FIG 1.

N-linked glycosylation sites N173 and N481 are highly conserved among SIV strains but are missing in the SIVmac251_BK28 clone. (A) Alignment of SIV gp120 sequences of the V1/V2 and the C4-V5-C5 regions shows that the N173 and N481 glycosylation sites are conserved in other well-studied SIV clones but are missing in SIVmac251_BK28 (48). SIVmac239 and SIVmac32H (pJ5) are T-cell tropic (39, 95–97), whereas the other clones are macrophage tropic (6, 39, 48, 98–101). (B and C) N-linked glycosylation sites are shown in red, with N173 and N481 highlighted in red rectangles. The two N-linked glycosylation sites are mapped onto an unliganded SIV gp120 structure (41) (B) and an HIV gp120 structure from a soluble cleaved HIV Env trimer (44) (C), with the first sugar residues of the glycans and asparagine side chains shown as spheres.

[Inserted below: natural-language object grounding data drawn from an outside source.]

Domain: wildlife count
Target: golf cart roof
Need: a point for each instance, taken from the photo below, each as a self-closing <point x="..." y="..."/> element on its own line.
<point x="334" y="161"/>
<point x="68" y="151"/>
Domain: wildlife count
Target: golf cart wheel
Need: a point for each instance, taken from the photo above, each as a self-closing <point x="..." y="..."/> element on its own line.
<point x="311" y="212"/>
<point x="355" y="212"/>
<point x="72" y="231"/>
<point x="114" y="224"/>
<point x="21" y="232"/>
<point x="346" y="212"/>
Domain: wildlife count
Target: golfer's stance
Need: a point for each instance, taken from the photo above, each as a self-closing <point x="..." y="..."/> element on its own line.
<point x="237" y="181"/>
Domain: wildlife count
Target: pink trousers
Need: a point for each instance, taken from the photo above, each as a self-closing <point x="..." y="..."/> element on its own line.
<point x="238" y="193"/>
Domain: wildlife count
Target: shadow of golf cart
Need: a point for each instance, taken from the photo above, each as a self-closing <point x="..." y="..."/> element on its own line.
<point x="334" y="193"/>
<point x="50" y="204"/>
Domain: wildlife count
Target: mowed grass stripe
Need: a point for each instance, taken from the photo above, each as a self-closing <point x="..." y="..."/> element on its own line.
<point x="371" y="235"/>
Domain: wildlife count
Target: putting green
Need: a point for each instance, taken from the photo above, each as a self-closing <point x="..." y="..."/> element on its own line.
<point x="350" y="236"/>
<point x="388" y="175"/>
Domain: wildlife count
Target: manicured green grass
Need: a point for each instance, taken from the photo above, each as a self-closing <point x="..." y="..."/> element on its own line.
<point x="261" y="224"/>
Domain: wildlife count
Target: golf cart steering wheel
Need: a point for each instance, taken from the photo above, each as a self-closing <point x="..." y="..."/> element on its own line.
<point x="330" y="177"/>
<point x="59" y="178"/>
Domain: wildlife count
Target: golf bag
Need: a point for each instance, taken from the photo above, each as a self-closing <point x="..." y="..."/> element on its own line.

N173 and the V1/V2 region were substituted with a GAG linker in the original SIV gp120 structure. Here, we removed the GAG linker and modeled an HIV V1/V2 domain structure containing the analogous N160 glycan (red) (24), based on the orientation of V1/V2 in the HIV Env trimer structure. In the HIV Env trimer, V1/V2 forms a four-stranded β-sheet associated with V3 (blue) at the top of the Env trimer. The analogous N160 glycan is near the trimer apex. SIV N481 (orange) is at the β24 strand in the C5 region, in close proximity to the conserved GGDPE domain of the CD4 binding loop (magenta). The HIV Env protein shown here lacks the glycosylation site analogous to SIV N481. The β24 strand is shown in orange, as in the SIV gp120 structure.